Heartbreak and loss and pain are the pieces of life that literature can best showcase over the course of work, and here, coming full circle with the first section, an idea is driven home masterfully. Coming in at under 400 pages also shows off Flanagan's abilities.

This book is a masterpiece.

Odd note: there is much discussion by characters both Aussie and Japanese about poetry, and each of the section markers that I drew on have tiny fragments of poems. Even the book's title, The Narrow Road to the Deep North, is taken from the travelogue writing of Japanese master Basho. I find it interesting that this masterpiece by Flanagan takes as a title the exact same name of another, much older well-known work.

That's interesting because the exact same thing happened with his other masterpiece, Gould's Book of Fish. That work is named for the original William Gould's Australian-prison project that carries the same name and exists in the Aussie National Archives as a treasure.
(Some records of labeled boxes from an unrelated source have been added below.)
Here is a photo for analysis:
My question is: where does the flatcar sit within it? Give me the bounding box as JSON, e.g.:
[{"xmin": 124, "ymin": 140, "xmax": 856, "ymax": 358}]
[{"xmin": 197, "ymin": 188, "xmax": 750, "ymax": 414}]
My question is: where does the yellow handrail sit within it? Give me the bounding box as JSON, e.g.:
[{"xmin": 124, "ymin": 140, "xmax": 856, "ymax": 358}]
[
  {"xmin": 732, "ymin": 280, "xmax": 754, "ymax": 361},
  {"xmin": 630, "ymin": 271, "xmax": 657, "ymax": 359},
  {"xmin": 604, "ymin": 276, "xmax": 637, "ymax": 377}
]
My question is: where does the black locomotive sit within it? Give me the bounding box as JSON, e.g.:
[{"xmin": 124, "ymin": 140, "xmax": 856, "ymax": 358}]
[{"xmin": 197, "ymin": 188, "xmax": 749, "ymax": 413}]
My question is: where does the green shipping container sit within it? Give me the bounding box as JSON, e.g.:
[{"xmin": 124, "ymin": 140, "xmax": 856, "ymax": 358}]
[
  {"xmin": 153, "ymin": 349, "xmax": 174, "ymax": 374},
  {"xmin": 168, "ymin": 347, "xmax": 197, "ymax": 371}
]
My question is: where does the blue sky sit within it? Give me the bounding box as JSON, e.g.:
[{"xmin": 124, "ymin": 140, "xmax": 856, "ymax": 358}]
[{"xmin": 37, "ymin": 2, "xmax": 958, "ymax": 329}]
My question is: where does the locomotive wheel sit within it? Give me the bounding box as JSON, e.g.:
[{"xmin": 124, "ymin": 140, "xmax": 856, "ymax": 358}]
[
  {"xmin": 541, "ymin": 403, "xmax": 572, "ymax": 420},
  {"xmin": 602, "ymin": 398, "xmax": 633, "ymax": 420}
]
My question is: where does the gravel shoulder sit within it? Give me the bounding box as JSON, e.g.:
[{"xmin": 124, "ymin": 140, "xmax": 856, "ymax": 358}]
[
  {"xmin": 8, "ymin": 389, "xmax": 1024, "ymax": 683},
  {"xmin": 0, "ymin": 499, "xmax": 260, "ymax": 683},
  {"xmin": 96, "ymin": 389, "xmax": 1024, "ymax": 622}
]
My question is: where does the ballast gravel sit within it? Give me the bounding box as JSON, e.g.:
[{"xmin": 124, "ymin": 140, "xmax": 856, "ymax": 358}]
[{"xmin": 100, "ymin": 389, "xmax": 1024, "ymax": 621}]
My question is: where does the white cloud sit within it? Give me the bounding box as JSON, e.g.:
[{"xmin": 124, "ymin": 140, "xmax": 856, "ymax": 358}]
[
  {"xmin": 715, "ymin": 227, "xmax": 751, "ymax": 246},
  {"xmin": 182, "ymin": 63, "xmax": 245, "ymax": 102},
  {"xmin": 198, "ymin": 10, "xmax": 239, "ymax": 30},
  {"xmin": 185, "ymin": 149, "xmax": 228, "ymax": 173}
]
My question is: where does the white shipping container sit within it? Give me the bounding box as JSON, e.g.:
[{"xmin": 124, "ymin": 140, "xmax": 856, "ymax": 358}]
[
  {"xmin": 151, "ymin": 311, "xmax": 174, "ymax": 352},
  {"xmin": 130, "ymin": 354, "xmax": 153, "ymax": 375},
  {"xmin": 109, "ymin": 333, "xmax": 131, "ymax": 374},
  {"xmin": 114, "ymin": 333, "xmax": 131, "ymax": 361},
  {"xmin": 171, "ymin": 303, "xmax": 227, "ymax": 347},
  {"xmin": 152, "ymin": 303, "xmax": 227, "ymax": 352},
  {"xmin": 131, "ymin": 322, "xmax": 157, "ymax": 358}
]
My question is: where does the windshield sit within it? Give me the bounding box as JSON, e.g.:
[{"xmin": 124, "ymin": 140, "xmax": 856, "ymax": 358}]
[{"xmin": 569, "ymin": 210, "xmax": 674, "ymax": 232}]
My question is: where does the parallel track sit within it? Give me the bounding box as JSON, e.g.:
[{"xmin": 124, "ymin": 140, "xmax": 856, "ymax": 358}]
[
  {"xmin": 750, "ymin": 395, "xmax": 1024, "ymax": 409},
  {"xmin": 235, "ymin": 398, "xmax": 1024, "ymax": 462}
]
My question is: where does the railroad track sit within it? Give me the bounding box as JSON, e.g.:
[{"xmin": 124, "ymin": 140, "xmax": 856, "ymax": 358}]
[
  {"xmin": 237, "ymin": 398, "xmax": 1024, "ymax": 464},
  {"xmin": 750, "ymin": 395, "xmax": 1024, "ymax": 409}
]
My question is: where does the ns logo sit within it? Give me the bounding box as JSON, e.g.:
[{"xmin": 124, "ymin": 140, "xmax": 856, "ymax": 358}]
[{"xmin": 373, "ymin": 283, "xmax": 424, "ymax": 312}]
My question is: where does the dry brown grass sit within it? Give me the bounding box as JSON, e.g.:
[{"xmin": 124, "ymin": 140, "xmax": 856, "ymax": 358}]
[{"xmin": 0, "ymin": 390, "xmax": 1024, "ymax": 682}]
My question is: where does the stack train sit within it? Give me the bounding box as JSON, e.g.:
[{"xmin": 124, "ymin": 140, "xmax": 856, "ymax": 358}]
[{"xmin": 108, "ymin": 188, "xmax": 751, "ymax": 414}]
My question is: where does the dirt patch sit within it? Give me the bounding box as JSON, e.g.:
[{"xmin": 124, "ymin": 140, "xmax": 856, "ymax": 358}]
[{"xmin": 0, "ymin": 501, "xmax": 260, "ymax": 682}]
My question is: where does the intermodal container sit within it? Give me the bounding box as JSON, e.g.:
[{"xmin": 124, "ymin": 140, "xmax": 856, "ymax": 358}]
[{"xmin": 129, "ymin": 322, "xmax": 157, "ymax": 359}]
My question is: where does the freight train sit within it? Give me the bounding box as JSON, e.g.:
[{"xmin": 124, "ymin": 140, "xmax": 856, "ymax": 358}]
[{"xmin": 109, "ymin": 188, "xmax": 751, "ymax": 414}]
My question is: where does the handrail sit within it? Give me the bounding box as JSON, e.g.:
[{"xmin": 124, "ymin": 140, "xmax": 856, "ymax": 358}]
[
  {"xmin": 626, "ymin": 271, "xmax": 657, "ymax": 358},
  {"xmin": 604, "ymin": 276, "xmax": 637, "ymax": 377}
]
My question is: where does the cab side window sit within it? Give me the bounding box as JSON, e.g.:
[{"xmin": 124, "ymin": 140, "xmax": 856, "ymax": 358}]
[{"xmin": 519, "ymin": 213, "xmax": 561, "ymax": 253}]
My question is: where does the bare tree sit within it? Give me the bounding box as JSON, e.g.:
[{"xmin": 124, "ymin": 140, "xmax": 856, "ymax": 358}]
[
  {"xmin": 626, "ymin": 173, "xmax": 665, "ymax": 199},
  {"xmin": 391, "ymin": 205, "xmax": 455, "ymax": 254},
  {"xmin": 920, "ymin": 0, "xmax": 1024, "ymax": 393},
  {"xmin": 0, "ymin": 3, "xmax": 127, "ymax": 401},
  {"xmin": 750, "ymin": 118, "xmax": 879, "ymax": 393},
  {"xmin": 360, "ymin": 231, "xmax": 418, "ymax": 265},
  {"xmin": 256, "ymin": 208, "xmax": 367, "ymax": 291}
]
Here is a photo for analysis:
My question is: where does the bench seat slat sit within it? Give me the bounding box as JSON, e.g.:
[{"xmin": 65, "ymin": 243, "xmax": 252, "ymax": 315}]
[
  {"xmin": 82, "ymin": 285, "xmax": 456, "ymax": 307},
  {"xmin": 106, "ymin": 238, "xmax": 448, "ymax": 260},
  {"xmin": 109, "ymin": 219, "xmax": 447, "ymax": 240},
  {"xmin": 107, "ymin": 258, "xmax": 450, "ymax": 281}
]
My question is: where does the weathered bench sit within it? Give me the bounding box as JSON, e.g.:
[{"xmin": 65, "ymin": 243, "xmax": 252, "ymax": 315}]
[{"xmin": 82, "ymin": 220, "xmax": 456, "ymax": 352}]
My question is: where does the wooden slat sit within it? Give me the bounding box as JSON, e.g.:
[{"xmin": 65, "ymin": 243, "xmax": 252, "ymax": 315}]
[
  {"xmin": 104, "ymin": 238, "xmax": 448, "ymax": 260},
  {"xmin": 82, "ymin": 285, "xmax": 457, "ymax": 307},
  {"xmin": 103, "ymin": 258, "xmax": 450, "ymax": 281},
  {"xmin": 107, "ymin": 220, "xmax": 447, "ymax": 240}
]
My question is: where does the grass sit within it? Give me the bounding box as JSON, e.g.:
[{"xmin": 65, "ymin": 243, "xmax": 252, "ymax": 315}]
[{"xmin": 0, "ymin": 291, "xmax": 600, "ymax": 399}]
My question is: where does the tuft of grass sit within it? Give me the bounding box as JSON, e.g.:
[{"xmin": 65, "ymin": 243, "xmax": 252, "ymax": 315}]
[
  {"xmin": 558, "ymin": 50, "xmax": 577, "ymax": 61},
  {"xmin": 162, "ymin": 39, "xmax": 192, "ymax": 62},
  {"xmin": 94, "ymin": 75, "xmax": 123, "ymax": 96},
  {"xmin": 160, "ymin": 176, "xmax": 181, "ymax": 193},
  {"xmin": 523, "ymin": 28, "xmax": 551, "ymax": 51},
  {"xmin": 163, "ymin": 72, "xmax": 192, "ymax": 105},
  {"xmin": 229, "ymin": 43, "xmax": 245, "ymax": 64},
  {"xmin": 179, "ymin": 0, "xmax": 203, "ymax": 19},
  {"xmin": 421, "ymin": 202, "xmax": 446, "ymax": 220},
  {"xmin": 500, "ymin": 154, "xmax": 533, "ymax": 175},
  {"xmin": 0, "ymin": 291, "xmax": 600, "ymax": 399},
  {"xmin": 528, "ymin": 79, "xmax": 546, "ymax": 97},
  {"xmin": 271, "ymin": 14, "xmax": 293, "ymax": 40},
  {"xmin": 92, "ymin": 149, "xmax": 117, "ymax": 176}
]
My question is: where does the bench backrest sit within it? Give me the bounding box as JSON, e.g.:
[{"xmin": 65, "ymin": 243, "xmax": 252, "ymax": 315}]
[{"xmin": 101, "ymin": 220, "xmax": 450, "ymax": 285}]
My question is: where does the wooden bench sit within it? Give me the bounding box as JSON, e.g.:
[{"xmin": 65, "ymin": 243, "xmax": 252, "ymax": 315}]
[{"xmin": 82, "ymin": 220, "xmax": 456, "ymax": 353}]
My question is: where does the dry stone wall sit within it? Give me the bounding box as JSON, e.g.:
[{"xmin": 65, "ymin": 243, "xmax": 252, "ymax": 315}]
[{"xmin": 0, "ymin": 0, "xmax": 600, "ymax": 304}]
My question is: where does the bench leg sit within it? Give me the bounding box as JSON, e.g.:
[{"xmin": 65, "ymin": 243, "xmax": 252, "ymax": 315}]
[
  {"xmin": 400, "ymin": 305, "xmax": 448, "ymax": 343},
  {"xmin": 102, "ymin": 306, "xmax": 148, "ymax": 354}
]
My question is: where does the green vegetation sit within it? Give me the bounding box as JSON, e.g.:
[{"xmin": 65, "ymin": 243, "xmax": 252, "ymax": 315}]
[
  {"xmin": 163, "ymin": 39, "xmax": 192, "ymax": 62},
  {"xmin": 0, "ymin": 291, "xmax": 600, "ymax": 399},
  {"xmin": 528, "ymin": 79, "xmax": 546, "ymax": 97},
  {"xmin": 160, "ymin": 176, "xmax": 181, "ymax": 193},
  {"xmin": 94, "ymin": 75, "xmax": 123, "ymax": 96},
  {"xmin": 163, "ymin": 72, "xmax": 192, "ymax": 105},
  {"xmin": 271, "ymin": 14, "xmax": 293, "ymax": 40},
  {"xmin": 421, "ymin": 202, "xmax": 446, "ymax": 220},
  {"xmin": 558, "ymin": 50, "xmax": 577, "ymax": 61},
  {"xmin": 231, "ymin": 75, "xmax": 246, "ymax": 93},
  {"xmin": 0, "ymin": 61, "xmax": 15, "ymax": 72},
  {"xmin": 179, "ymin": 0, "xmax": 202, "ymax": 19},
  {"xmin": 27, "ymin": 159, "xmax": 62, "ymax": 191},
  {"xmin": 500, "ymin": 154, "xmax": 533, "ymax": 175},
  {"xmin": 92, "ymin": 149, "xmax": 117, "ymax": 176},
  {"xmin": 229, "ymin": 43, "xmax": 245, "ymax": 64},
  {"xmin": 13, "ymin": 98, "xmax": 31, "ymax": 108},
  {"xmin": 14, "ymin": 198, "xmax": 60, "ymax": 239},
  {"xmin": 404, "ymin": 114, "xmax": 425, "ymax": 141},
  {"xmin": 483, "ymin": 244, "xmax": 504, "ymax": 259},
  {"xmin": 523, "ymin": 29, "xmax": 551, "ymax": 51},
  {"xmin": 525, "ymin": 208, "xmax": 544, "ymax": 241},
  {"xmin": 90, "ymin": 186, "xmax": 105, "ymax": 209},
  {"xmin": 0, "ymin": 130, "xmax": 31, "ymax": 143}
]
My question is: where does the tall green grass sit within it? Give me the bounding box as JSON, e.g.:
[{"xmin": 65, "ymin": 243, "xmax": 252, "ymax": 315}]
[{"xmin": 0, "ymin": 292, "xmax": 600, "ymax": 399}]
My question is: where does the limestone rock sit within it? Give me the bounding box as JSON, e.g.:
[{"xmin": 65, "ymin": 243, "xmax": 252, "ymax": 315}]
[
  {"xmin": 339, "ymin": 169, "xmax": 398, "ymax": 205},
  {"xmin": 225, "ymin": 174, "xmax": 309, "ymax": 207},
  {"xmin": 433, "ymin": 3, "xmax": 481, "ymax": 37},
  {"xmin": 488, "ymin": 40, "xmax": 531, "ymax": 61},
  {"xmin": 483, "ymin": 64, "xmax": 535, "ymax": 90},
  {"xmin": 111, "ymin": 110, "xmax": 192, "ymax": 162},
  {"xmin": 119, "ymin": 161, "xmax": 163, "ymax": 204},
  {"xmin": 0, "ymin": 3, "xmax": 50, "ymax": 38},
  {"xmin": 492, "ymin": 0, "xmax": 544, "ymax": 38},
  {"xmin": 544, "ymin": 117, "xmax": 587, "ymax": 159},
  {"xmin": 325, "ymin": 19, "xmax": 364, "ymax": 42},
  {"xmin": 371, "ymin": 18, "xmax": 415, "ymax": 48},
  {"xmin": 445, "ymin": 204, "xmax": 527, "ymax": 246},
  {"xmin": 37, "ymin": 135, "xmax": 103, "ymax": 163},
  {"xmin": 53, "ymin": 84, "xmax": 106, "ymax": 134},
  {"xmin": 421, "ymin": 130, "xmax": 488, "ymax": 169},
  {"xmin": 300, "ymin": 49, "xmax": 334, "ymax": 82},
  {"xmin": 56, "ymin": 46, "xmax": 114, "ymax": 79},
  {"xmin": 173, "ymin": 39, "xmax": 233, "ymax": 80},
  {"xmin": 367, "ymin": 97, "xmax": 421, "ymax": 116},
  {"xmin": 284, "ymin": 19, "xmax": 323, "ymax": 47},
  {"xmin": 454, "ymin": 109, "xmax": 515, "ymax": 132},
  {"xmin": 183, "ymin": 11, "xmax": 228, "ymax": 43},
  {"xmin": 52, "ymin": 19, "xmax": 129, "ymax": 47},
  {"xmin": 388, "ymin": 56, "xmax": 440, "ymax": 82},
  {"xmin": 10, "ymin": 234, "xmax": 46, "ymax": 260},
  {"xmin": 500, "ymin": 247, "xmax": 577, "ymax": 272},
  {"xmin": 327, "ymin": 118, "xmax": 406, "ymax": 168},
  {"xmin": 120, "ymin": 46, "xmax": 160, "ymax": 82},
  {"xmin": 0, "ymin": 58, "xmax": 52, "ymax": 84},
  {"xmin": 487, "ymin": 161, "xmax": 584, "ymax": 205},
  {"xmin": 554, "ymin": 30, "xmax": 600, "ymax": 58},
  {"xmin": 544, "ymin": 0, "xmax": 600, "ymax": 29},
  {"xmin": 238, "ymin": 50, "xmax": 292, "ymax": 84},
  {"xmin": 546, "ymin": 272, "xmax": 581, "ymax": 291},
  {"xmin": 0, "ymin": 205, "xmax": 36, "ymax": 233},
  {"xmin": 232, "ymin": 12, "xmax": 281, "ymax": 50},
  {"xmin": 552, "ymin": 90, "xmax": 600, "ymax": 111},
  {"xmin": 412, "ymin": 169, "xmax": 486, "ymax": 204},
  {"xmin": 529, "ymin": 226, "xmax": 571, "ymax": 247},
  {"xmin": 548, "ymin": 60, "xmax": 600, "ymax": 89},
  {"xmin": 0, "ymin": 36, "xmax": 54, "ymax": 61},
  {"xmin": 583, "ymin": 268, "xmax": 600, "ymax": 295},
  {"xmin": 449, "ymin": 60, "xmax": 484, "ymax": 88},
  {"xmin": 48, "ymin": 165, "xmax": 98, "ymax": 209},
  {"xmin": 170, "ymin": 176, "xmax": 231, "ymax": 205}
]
Symmetry of some kind I suppose...

1 comment:

  1. I admire your scheme for parsing Narrow Road out, and the thoroughness of your effort. I didn't do any such thing in my review; I mainly dwelled on the magisterial language, and the extent to which Flanagan went to recount the horror of building the murderous railway. It seems to me in retrospect that Dorrigo's character is meant to carry some metaphoric weight, or mission ... the scenes of his sensual conquest are written in a timeless, placeless way that almost invokes floating weightless in space. And then the ghastly scenes in building he railway ... no more down-to-earth can they be, so down-to-earth as to be literally buried. Then, his rootless postwar life, where he finds he cannot believe in anything ... obviously there is a journey here, and I clearly need to re-read his statements and attitudes in this latter section.

    Also, we concur wholeheartedly that this is a masterpiece.